The second floor housed the town hall before Tracy Hall was built in 1938, Fraser said. There was a hallway between the lobby and the Norwich Inn, so Inn guests could catch a show in the lobby without having snow on their boots.

That passage is long gone, but if the store can work with the hostel to build a new one and fire escape accessible to both structures, it will be able to reopen its second floor to full capacity, Fraser said.

A beautiful old bank at 302 Route 110 in Chelsea more recently housed a restaurant that closed in 2018. Owners Robert and Petra McCarron plan to renovate it in hopes of finding someone to open a restaurant.

“Our motivation is to reopen a restaurant in a city that doesn’t have one,” Robert McCarron said Friday.

The $ 54,000 tax credit is critical to the estimated $ 288,000 project, he said. “The cost of the renovation will far exceed anything a business can afford,” he said.

The Strafford Historical Society acquired the former Masonic Hall in South Strafford last December for a dollar. It will take about $ 360,000 more to renovate the building, said Laura Ogden, vice president of the company.

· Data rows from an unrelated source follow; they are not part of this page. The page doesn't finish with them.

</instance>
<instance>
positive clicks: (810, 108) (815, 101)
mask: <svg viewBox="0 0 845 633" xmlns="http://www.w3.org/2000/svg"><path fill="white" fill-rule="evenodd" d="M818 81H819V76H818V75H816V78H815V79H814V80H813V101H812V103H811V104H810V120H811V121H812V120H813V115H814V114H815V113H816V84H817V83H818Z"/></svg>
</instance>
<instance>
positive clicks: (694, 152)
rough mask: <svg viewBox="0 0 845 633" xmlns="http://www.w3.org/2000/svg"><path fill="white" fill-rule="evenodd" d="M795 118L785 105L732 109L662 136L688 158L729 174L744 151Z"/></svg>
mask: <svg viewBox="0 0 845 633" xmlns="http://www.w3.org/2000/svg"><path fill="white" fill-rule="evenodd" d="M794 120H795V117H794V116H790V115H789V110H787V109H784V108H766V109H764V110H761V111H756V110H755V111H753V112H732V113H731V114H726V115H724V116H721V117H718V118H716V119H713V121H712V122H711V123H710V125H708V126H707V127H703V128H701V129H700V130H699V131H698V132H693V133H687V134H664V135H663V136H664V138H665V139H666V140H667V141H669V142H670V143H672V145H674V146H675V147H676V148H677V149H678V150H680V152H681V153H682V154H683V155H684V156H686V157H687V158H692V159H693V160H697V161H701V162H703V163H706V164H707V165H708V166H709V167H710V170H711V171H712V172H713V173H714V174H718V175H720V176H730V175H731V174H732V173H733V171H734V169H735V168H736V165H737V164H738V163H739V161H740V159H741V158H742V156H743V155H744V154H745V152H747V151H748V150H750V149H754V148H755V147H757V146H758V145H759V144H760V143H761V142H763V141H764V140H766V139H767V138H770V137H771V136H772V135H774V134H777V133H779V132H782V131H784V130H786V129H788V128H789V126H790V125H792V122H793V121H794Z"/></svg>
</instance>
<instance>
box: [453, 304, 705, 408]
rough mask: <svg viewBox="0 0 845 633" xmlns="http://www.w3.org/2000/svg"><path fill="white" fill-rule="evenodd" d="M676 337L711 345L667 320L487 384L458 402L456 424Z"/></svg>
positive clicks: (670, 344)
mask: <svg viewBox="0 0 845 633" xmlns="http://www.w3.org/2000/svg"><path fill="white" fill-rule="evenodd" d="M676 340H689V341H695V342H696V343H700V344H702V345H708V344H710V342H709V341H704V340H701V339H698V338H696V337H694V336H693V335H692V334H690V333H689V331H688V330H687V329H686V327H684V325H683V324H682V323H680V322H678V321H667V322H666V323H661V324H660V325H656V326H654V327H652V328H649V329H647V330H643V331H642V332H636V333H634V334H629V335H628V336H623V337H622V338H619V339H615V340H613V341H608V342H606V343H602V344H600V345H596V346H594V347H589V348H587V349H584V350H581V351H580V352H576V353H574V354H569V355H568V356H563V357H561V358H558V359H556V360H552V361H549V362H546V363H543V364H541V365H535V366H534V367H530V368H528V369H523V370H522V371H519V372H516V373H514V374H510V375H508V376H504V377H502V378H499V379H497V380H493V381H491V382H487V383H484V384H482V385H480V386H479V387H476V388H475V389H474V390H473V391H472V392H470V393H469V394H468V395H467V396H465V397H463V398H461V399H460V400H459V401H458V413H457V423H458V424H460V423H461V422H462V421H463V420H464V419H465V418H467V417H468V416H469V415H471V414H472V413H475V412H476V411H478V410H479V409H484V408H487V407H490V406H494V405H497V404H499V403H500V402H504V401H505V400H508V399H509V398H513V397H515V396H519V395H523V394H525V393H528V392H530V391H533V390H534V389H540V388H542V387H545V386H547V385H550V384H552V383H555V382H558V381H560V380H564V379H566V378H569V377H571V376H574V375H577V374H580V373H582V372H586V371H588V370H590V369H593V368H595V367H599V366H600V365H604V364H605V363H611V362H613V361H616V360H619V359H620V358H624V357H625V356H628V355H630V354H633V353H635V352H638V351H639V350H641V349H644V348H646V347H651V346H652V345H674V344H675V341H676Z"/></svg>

A government tax credit of $ 56,000 is a key component of a $ 124,000 project to stabilize and update the structure.

Springfield, once the state’s industrial capital, is undergoing a long revitalization. His 1868 Woolson Block was rehabilitated, a cooperative grocery store moved downtown, and a restaurant and cafe opened.

“These are all projects that took a leap of faith,” said Matt Dunne, founder and executive director of Rural Innovation Strategies, on Friday.

Two buildings on Main Street, a former department store and a neighboring mixed-use commercial property, received tax credits of $ 185,000 and $ 117,000, respectively.

As with other projects that received tax credits, the money will be used to pay for some unpleasant work: asbestos removal, upgrades to meet building codes and work on building facades.

“It makes all the difference in making these projects viable,” said Dunne, a Hartland resident and former state senator. Once buildings have reached a certain level of depreciation, they can no longer attract conventional financing.

There is not yet a big plan for the two Springfield buildings, Dunne said, but “there is a continued need for Springfield to keep the momentum going in its downtown area.”

Without the tax credit program to kickstart that momentum, a grand but decaying building “would just sit there and keep rotting,” Dunne said.

“It’s super important to have these kinds of programs.

Alex Hanson can be reached at [email protected] or 603-727-3207.